Die Kurden, zweitgrößte Bevölkerungsgruppe (geschätzt etwa 9%), kommen meist zwischen 1924 und 1938 aus der Türkei ins Land, als dort Kurdenaufstände stattfinden, die das Militär niederschlägt, ein kurdischer Siedlungsschwerpunkt verläuft entlang der türkischen Grenze. Knapp die Hälfte der syrischen Kurden lebt in der Region Kurd Dagh nordwestlich von Aleppo, wo sie - wie in der nordöstlichen Provinz al-Hasaka - die Mehrheit stellen.
Die meisten Armenier kommen zwischen 1925 und 1945 als Flüchtlinge aus der Türkei, sie gehören überwiegend der Armenischen Apostolischen Kirche an oder sind armenisch-katholisch.
Hinzu kommen etwa 1/2 Mill. palästinensische Flüchtlinge und (seit dem Irakkrieg 2009) 200.000 Flüchtlinge aus dem Irak.
3/4 der Bevölkerung sind sunnitische Muslime, wobei die Einwohner von Hama, Palmyra und anderen kleineren Städten als besonders konservativ gelten, die westlich orientierte Hafenstadt Latakia zeigt sich liberal.
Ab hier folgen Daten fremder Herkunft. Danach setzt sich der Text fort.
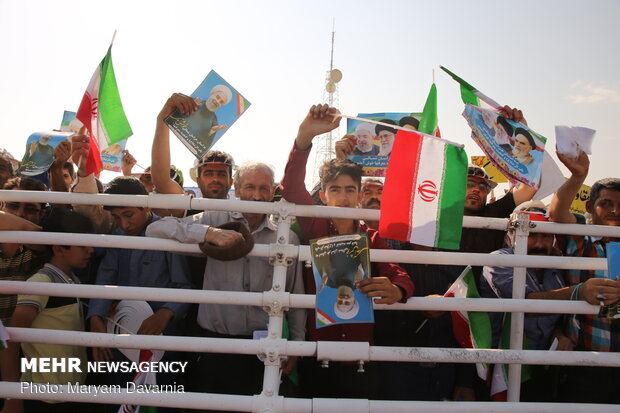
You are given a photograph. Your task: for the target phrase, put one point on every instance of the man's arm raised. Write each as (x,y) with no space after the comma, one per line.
(160,151)
(320,119)
(559,210)
(523,192)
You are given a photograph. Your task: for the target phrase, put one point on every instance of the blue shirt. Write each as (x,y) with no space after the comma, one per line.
(141,268)
(497,283)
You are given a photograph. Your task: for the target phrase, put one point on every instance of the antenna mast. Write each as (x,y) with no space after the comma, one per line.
(325,142)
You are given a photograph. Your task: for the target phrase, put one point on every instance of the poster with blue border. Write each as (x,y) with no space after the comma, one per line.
(613,271)
(514,149)
(39,155)
(219,106)
(374,142)
(339,263)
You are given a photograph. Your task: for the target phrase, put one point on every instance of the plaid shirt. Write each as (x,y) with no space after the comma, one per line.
(588,331)
(17,268)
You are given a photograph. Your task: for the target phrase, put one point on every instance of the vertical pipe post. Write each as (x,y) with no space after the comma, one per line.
(521,225)
(271,376)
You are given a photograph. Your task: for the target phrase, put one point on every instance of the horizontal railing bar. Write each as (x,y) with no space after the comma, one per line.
(226,402)
(262,250)
(113,292)
(186,202)
(309,349)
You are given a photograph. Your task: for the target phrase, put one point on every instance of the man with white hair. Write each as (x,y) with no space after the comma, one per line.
(237,374)
(202,124)
(364,134)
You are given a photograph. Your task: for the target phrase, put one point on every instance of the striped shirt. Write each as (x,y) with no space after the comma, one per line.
(589,332)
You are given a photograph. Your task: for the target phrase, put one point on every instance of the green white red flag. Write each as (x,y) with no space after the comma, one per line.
(472,329)
(424,191)
(429,119)
(471,95)
(101,112)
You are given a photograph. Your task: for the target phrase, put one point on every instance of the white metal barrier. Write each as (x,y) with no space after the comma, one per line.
(274,348)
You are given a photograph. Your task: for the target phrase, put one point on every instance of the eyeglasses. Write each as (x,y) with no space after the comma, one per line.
(28,209)
(477,172)
(482,185)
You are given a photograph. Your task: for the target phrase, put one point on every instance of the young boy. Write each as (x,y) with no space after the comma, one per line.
(340,187)
(137,268)
(56,313)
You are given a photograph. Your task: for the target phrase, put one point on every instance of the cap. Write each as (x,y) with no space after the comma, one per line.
(127,319)
(193,171)
(477,171)
(239,249)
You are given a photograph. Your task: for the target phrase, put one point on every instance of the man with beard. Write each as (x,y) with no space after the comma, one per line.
(589,332)
(236,374)
(540,283)
(386,137)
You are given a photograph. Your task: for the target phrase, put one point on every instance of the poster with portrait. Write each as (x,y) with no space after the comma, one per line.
(339,263)
(578,206)
(374,142)
(613,272)
(512,147)
(219,106)
(112,156)
(495,174)
(69,123)
(39,155)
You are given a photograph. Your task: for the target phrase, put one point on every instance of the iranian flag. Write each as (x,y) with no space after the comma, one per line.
(101,112)
(472,329)
(424,191)
(429,119)
(470,94)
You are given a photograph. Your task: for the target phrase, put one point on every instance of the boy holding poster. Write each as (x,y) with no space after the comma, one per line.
(389,283)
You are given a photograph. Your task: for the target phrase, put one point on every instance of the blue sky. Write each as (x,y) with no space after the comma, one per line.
(555,60)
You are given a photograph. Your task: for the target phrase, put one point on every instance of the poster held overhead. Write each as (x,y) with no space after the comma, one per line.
(339,263)
(219,106)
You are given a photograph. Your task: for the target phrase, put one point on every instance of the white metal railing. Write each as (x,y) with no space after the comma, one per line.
(276,348)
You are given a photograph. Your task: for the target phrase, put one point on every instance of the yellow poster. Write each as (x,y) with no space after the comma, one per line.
(491,170)
(579,203)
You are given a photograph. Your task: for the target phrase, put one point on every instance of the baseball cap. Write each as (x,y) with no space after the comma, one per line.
(476,171)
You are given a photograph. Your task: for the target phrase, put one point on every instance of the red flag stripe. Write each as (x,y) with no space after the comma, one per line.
(398,191)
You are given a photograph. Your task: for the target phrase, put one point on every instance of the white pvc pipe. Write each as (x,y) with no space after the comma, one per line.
(271,374)
(238,403)
(296,300)
(181,202)
(167,343)
(262,250)
(187,400)
(517,318)
(336,350)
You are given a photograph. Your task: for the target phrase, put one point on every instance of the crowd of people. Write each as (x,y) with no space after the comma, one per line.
(225,238)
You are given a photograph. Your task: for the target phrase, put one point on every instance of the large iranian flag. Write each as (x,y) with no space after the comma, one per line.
(101,112)
(424,191)
(472,329)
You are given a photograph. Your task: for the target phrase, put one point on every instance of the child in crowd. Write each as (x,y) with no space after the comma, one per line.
(48,312)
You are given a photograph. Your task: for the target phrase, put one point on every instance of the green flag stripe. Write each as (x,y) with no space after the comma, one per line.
(111,113)
(452,200)
(428,121)
(469,97)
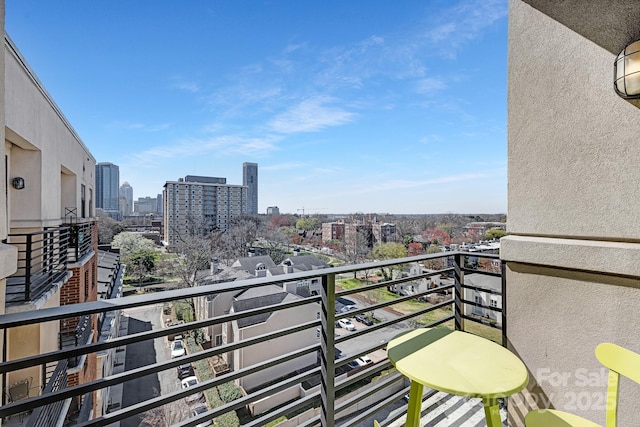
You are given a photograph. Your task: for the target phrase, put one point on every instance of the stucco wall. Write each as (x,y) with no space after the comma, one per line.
(573,215)
(573,143)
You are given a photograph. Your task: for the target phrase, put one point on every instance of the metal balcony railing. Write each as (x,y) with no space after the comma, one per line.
(80,235)
(48,414)
(43,258)
(342,396)
(74,337)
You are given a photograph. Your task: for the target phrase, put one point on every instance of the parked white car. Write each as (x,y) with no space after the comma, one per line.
(346,324)
(201,409)
(195,397)
(177,348)
(364,361)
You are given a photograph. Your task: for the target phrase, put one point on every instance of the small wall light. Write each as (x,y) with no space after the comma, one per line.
(18,183)
(626,72)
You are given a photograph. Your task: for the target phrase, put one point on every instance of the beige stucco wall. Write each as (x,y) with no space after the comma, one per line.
(28,340)
(44,149)
(573,276)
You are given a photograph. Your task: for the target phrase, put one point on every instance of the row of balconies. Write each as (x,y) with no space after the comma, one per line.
(328,392)
(43,258)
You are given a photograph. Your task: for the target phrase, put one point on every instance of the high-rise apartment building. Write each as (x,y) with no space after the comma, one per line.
(107,188)
(146,205)
(126,199)
(250,180)
(196,205)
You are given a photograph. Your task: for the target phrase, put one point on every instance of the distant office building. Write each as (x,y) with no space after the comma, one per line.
(383,232)
(107,188)
(273,210)
(250,180)
(159,204)
(126,199)
(332,231)
(196,205)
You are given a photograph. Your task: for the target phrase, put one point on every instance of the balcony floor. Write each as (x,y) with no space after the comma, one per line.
(445,410)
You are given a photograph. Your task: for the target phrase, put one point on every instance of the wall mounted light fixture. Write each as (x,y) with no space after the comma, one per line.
(626,72)
(18,183)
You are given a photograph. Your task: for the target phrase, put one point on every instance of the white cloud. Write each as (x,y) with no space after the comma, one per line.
(430,85)
(282,166)
(141,126)
(220,146)
(311,115)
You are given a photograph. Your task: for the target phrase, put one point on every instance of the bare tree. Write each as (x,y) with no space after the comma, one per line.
(164,416)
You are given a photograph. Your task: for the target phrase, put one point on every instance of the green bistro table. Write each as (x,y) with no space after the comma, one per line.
(458,363)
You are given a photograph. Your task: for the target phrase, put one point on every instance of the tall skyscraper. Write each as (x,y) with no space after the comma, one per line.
(196,205)
(250,180)
(107,191)
(126,199)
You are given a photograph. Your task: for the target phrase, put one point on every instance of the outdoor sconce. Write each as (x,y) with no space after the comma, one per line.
(18,183)
(626,72)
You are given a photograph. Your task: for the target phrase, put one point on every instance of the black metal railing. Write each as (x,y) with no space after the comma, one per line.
(43,258)
(79,240)
(340,395)
(74,337)
(42,262)
(49,414)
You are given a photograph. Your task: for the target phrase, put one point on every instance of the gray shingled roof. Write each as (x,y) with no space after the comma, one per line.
(306,262)
(249,263)
(255,298)
(483,281)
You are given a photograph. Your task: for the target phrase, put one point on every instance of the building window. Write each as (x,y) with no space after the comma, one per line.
(82,196)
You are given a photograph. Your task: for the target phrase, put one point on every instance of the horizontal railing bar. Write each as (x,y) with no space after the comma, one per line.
(366,372)
(391,282)
(143,336)
(114,379)
(485,273)
(378,386)
(57,313)
(477,304)
(172,397)
(485,290)
(398,319)
(274,415)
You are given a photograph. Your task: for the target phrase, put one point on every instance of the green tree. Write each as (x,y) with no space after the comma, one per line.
(385,251)
(141,263)
(309,223)
(433,264)
(129,243)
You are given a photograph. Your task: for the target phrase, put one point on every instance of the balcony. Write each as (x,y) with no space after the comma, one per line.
(43,259)
(327,392)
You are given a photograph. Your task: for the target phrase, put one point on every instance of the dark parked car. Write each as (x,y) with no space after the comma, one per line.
(364,319)
(185,371)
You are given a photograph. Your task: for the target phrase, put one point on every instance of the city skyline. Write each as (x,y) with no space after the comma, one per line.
(358,107)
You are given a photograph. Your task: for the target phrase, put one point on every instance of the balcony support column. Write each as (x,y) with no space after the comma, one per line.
(327,342)
(458,293)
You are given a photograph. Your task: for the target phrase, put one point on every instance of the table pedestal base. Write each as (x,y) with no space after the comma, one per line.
(492,412)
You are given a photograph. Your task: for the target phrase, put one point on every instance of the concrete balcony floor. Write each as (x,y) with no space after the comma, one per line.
(445,410)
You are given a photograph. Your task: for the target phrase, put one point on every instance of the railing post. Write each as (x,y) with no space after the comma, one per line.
(327,342)
(27,268)
(458,291)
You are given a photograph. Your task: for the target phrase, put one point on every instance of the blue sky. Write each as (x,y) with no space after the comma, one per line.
(346,106)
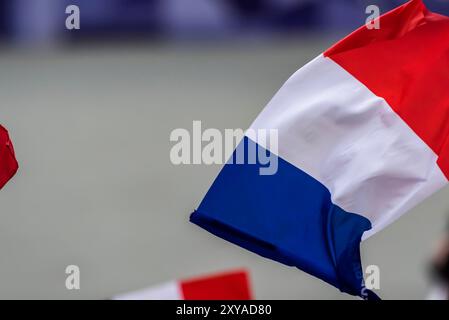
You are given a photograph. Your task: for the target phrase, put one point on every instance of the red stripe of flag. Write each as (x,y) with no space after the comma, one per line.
(226,286)
(406,62)
(8,162)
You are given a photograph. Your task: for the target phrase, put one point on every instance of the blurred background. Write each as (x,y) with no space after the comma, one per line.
(90,112)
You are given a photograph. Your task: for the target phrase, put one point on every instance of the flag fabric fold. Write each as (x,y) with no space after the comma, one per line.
(363,137)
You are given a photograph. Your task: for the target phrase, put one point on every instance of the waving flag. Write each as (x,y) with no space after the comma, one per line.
(8,162)
(233,285)
(363,137)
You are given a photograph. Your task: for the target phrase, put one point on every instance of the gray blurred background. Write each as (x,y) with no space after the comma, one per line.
(90,114)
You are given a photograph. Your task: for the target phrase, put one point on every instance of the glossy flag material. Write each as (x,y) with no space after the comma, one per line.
(363,137)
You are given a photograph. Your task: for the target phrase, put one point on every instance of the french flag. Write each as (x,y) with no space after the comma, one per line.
(8,162)
(230,285)
(363,137)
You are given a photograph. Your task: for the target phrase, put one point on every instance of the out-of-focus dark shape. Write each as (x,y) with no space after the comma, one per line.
(440,269)
(43,21)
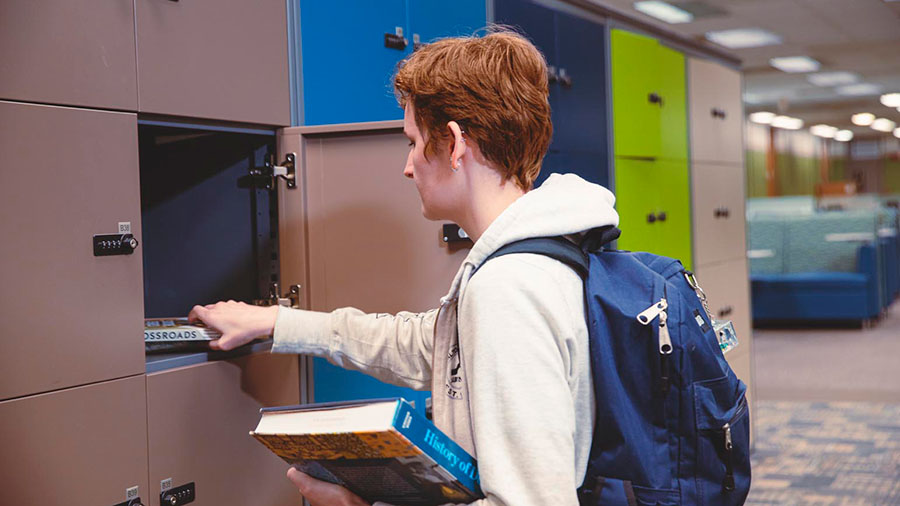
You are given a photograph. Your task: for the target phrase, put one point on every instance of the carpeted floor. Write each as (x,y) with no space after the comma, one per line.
(827,416)
(826,453)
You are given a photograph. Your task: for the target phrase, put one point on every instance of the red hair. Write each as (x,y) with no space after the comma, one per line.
(495,87)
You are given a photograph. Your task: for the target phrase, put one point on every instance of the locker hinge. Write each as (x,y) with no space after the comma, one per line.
(290,299)
(264,177)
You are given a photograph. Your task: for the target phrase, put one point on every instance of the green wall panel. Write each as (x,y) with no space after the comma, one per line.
(797,175)
(634,76)
(756,174)
(892,176)
(674,192)
(634,202)
(673,112)
(837,169)
(645,187)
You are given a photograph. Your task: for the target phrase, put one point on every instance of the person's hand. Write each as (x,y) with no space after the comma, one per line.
(322,493)
(238,322)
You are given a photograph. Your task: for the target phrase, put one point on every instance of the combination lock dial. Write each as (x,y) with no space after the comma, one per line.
(177,496)
(114,244)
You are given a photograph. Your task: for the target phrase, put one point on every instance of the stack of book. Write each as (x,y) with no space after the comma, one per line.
(381,450)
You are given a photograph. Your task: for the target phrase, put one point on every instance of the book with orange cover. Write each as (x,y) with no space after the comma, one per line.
(382,450)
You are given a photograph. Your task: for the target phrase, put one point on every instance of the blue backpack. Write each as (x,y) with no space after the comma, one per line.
(672,421)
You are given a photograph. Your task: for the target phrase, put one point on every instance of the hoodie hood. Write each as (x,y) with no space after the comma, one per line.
(565,204)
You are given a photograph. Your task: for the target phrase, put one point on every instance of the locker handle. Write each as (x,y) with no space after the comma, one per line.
(564,78)
(395,40)
(552,74)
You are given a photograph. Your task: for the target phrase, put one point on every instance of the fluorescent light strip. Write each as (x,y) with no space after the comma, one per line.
(743,38)
(855,90)
(828,79)
(795,64)
(883,125)
(826,131)
(843,136)
(891,99)
(787,122)
(665,12)
(862,119)
(762,117)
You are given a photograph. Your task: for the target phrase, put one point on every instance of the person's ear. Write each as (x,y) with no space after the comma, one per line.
(457,144)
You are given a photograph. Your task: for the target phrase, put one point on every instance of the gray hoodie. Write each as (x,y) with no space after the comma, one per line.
(505,355)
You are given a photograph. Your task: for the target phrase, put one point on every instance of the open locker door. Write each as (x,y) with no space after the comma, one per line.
(352,234)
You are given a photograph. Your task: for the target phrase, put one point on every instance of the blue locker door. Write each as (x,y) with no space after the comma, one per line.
(538,23)
(581,119)
(331,383)
(347,69)
(433,19)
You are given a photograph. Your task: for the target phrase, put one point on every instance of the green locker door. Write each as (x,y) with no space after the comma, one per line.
(673,108)
(673,189)
(636,119)
(636,199)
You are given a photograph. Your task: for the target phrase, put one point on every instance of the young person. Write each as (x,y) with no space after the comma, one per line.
(506,354)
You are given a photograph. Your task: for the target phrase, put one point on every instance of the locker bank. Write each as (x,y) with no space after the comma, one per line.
(253,151)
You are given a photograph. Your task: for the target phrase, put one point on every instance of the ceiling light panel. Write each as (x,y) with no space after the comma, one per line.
(743,38)
(843,136)
(861,89)
(826,131)
(664,11)
(883,125)
(891,99)
(795,64)
(787,122)
(862,119)
(762,117)
(827,79)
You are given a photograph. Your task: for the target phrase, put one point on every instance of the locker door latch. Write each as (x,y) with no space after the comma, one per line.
(395,40)
(264,177)
(290,299)
(177,496)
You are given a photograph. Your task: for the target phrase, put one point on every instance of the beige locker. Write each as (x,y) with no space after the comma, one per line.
(716,113)
(73,52)
(212,59)
(366,237)
(718,212)
(67,317)
(85,445)
(199,418)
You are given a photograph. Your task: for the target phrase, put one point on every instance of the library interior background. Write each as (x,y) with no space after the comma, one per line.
(157,154)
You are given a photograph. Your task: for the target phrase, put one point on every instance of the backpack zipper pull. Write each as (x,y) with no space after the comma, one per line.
(649,314)
(665,341)
(729,460)
(692,281)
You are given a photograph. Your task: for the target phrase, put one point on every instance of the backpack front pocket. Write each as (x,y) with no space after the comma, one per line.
(723,441)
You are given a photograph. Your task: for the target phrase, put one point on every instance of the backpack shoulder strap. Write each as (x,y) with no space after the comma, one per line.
(558,248)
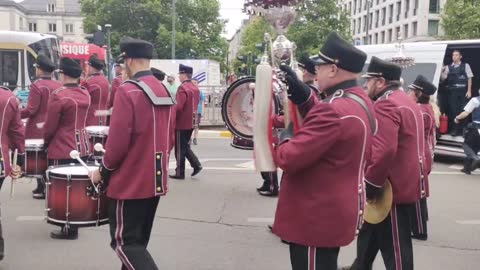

In den 1980er Jahren trägt nur eine Minderheit der Frauen in Damaskus das Kopftuch, 2006 die Mehrheit.
Alawiten (Nusairier) machen etwa 12 % aus. Viele Militäroffiziere und ein Großteil der herrschenden politischen Elite entstammen den Alawiten, auch die Familie Assad. Schiiten mit 2 % Prozent und Chrisiten mit etwa 10% sind kleine Minderheiten. Die Jesiden, meist den Kurden zugerechnet, eine religiöse Minderheit aus einigen Tausend Mitgliedern, leben in den Bergen und in Dörfern.
Etwa 400 Jahre lang ist Syrien Teil des Osmanischen Reichs, zu dem es bis 1918 gehört. Die Araber kämpfen im Ersten Weltkrieg auf seiten der Entente gegen die Türkei, in der Hoffnung auf die von ihnen befreiten Gebiete.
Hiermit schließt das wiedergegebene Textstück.